Pyongyang - A Coréia do Norte acusou ontem os Estados Unidos de se prepararem para o início de um conflito nuclear, dizendo que o governo americano teria armazenado 1.000 bombas nucleares e pretendem posicioná-las na Coréia do Sul.
“Os EUA consideram a possibilidade de enviar à Coréia do Sul armas nucleares táticas e estratégicas para o caso de alguma contingência na península, acelerando assim os passos rumo a uma guerra atômica (...)”, relatou o Comitê Nacional da Paz da Coréia do Norte em declaração divulgada ontem pela agência de notícias oficial KCNA.
A Coréia do Norte realizou, em 9 de outubro, seu primeiro teste nuclear, que o regime de Pyongyang considerou “necessário” para aumentar seu potencial de dissuasão frente aos EUA. As declarações norte-coreanas ocorrem depois de Washington e Pyongyang concordarem, em 31 de outubro, em reunião em Pequim, em retomar o diálogo de seis lados sobre o programa nuclear norte-coreanos. As negociações multilaterais - das quais participam as duas Coréias, Estados Unidos, China, Rússia e Japão - estão estagnadas há um ano devido ao boicote norte-coreano, que exigia até agora a retirada de sanções financeiras impostas pelos EUA em setembro de 2005.
Ontem o embaixador da Rússia em Tóquio, Alexandre Lossiukov, disse que as negociações podem ser retomadas no início de dezembro.
Coréia do Sul
Ontem a Coréia do Sul anunciou que não tomará novas medidas visando à aplicação das sanções adotadas pela ONU depois do teste nuclear realizado em 9 de outubro. Seul se nega, em particular, a vistoriar embarcações norte-coreanas, tal como pede a ONU, para comprovar se estas transportam materiais usados na construção de armas nucleares.

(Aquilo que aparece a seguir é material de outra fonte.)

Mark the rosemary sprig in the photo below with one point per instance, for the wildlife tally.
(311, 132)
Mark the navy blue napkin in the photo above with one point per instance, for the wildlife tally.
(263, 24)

A Coréia do Sul deveria enviar ainda ontem à ONU as medidas que irá adotar para pôr em prática as sanções decretadas em 14 de outubro pelo Conselho de Segurança da ONU.
Na sexta-feira passada, o ministro das Relações Exteriores da Coréia do Sul e futuro secretário-geral da ONU, Ban Ki Moon, disse que uma solução pacífica para a crise nuclear norte-coreana será “prioridade” para a organização.
O papa Bento XVI defendeu ontem a “desnuclearização da península coreana”, que abrange a Coréia do Norte e a do Sul, e pediu que o Japão mantenha os esforços de paz na região.
Ao receber ontem o embaixador japonês no Vaticano, o pontífice falou também sobre como resolver a crise na Ásia oriental - região que engloba China, Japão, Coréias do Norte e Sul e Taiwan - através de “negociações bilaterais ou multilaterais”, informou uma nota à imprensa.
O papa enfatizou também o papel da nação japonesa, que pode ajudar na pacificação da região. Foi a primeira vez que Bento XVI falou sobre atividades nucleares após o teste de 9 de outubro.